How’s my complexion?
If the efficiency of mirroring enterprise structure with database structure is
the greatest benefit of a distributed database system, the greatest disadvantage
is the resulting complexity. Networked users everywhere can and do make changes
to their local data, and sometimes, hopefully unwittingly, to remote data. (If
the system is well-built, users don’t even know that some of their data actually
originates from another city rather than under their own desks.) Especially along
shared boundaries, two users may attempt to update the same record at the same
time, both moving the same street segment, for instance, but in different
directions. What happens then? Will one user’s change be ignored or overwritten
by the other? If the system is distributed, but the network is down, and each
user changes her own copy of the same street segment, will their two databases
remain inconsistent with each other? This multiuser example of potential data
corruption is only one of several threats to a distributed organization’s data.
In fact, threats to data integrity, whether deliberate or accidental, are largely
responsible for the creation of databases in the first place: databases are
designed to protect data.
Database theory: a quickie.
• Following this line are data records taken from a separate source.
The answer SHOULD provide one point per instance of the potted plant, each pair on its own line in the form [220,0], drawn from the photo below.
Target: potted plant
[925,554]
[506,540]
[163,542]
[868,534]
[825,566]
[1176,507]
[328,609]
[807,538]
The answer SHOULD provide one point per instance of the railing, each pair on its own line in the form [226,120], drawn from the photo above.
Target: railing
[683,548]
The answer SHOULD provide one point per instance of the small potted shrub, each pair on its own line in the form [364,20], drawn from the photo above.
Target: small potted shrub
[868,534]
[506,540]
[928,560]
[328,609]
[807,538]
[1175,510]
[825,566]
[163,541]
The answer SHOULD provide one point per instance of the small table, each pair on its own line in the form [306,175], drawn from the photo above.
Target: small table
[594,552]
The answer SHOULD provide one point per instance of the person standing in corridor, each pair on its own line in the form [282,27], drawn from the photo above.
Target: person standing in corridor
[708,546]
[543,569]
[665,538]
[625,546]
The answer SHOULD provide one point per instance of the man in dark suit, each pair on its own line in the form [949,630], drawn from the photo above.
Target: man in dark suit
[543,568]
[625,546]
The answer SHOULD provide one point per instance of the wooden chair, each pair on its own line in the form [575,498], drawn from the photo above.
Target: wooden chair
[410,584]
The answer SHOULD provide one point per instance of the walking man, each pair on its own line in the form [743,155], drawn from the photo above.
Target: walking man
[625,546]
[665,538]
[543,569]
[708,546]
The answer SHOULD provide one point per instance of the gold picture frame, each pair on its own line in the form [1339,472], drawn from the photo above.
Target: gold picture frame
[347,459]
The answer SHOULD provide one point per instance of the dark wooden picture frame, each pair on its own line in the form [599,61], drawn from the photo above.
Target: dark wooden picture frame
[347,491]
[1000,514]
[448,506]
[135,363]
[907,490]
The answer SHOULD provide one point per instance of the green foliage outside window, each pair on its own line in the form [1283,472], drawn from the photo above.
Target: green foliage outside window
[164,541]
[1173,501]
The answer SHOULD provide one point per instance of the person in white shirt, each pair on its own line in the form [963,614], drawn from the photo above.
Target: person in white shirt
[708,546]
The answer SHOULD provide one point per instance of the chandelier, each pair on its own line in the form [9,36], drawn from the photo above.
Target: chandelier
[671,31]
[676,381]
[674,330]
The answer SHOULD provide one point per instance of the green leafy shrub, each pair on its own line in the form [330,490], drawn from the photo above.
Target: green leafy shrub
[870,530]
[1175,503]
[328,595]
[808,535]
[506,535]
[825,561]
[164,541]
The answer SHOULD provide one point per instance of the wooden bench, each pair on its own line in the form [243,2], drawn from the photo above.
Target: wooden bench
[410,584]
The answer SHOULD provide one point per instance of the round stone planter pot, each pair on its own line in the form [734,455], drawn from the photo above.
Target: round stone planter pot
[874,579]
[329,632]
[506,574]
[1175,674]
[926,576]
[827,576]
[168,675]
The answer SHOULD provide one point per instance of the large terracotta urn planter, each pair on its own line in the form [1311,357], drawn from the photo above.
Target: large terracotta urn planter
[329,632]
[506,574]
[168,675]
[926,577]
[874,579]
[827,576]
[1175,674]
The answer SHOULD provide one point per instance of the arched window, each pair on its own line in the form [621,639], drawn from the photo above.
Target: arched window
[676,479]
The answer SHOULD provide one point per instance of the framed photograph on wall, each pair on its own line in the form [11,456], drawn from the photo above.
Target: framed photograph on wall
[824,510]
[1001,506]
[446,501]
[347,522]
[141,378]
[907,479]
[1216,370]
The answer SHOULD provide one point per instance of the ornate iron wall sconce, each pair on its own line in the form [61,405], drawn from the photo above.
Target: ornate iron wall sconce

Databases protect data integrity, recovery, and
concurrency with mechanisms that prevent users from entering bad data, losing
data during a system failure, or corrupting existing data. New database users
learn about integrity during their first database design effort. Because different
users have different opinions regarding data entry, databases respond with
integrity rules to guarantee that, for instance, "Avenue" will always be
abbreviated as "Ave" or that streams will only flow downhill. Recovery and
concurrency are less obvious data protection mechanisms. All disk heads must
eventually crash; databases respond with recovery procedures to minimize data
loss. Multiple database users touch the same data at the same time; databases
respond with concurrency control mechanisms to prevent interference of one request
with another, avoiding lost updates (as in the previous example) or inconsistent
analyses.
To deliver their data-protection guarantee, particularly regarding recovery and
concurrency, databases apply the same rules to every request (or transaction) by
every user. Specifically, databases take an all-or-nothing approach called
atomicity to each user’s request. If a database is able to complete all parts of
a user’s request successfully, it still is not finished--it must then perform an
operation called a commit. Like a fighter pilot painting a star on his plane’s
nose for each enemy shot down, the database logs each successfully completed
transaction as committed. If unable to complete any part of a request, however,
the database reverts or "rolls back" to the state preceding the request, undoing
every part of the transaction. Even if the system crashes in the middle of a
transaction, then, during the recovery process, the absence of a commit signals
the need to roll back the disrupted transaction. Atomic transactions guarantee
that, for example, your request to delete all alleyways will either succeed or
fail completely, never delete just some alleyways, get disrupted, and then,
unbeknownst to you, fail to finish the job.
Hand in hand with atomicity is database locking, a mechanism that prevents
simultaneous transactions on the same data from interfering with each other. The
moment one user begins to edit a street segment, the database locks that segment’s
table, or a subset of the table records, or even the single record itself, until
after the edit has been committed. While locked, no other user can edit, or, in
some implementations, even see the segment. (While this strategy solves concurrency
problems, it raises new ones, such as deadlocks, beyond the scope of this
discussion. The key concept, though, is that locks prevent conflicts and protect
data concurrency.)